QVC: Using Technology to Build Relationships
At QVC, we run the opposite way from customer relationship management companies that want to teach us how to sell a screwdriver to someone who bought a diamond ring. CRM may sound like a customer-friendly strategy, but it’s really just a marketing tool that helps departments within a company work together to cross-sell and upsell to customers. Although cross-selling and upselling can be appropriate and effective under the right conditions, we’ve found that maximizing the sale generally doesn’t help to achieve customer loyalty and repeat purchases. Building trust and consistency in consumer relationships is the key to success in the retail business.
We know that trust works, and we have evidence to prove it: More than three-quarters of our customers rated QVC 7 out of 7 for trustworthiness.

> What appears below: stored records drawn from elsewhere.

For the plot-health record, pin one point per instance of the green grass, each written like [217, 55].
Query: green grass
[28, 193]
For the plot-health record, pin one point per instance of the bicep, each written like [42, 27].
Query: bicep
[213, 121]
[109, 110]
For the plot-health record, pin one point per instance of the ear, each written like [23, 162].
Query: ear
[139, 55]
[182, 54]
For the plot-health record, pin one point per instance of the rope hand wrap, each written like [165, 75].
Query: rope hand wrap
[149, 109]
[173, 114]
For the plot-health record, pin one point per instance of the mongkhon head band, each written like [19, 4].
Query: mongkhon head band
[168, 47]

Those customers tend to repurchase at a rate 80 percent higher than those who rate us a 6. They are also more willing to recommend us to a friend.
But while building trust is a very smart business strategy, it’s not easy to pull off. As Doug Rose, QVC’s vice president of merchandising brand development, says, trust-building is a time-consuming pain in the neck. Sure, it’s tempting to skip all the boring stuff—including answering phones quickly and efficiently, keeping reps informed, making sure everything is customer-friendly—and just maximize the dollar productivity for the moment by constantly pushing products at customers. But we’ve learned that the best long-term strategy is to let the customer decide what to buy—in effect, to opt in to our system.

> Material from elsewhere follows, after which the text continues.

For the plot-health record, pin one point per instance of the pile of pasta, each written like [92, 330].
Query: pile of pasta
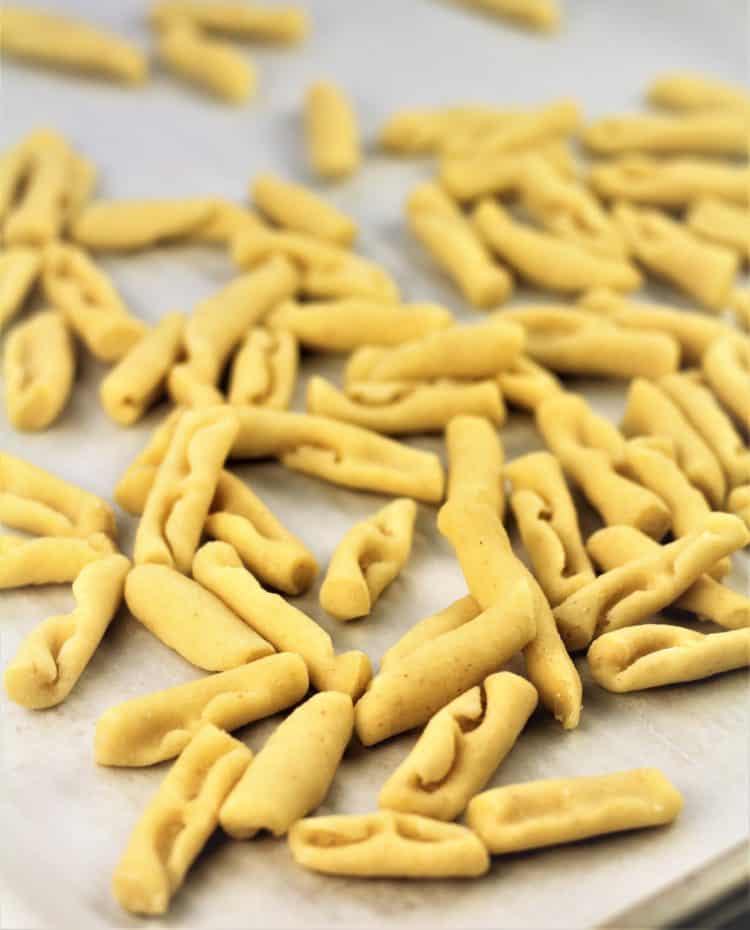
[213, 567]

Focus on Tomorrow, Not Today
Sure, upselling and cross-selling can be effective when done properly. But at QVC we believe that it is more important for our long-term success to focus on creating a positive customer experience. So unlike fast-food chains that always ask "Do you want fries with that?" we carefully limit the amount and kind of upselling we do. We never upsell more than 15 percent of our customers in a given month and never make more than one offer a month to a customer. And we offer only products that are related to what the customer is buying. Whereas most companies would be thrilled with, say, an 8 percent upsell, our main concern would be not annoying the other 92 percent of customers by trying to sell them a Craftsman drill with their Birkenstock sandals.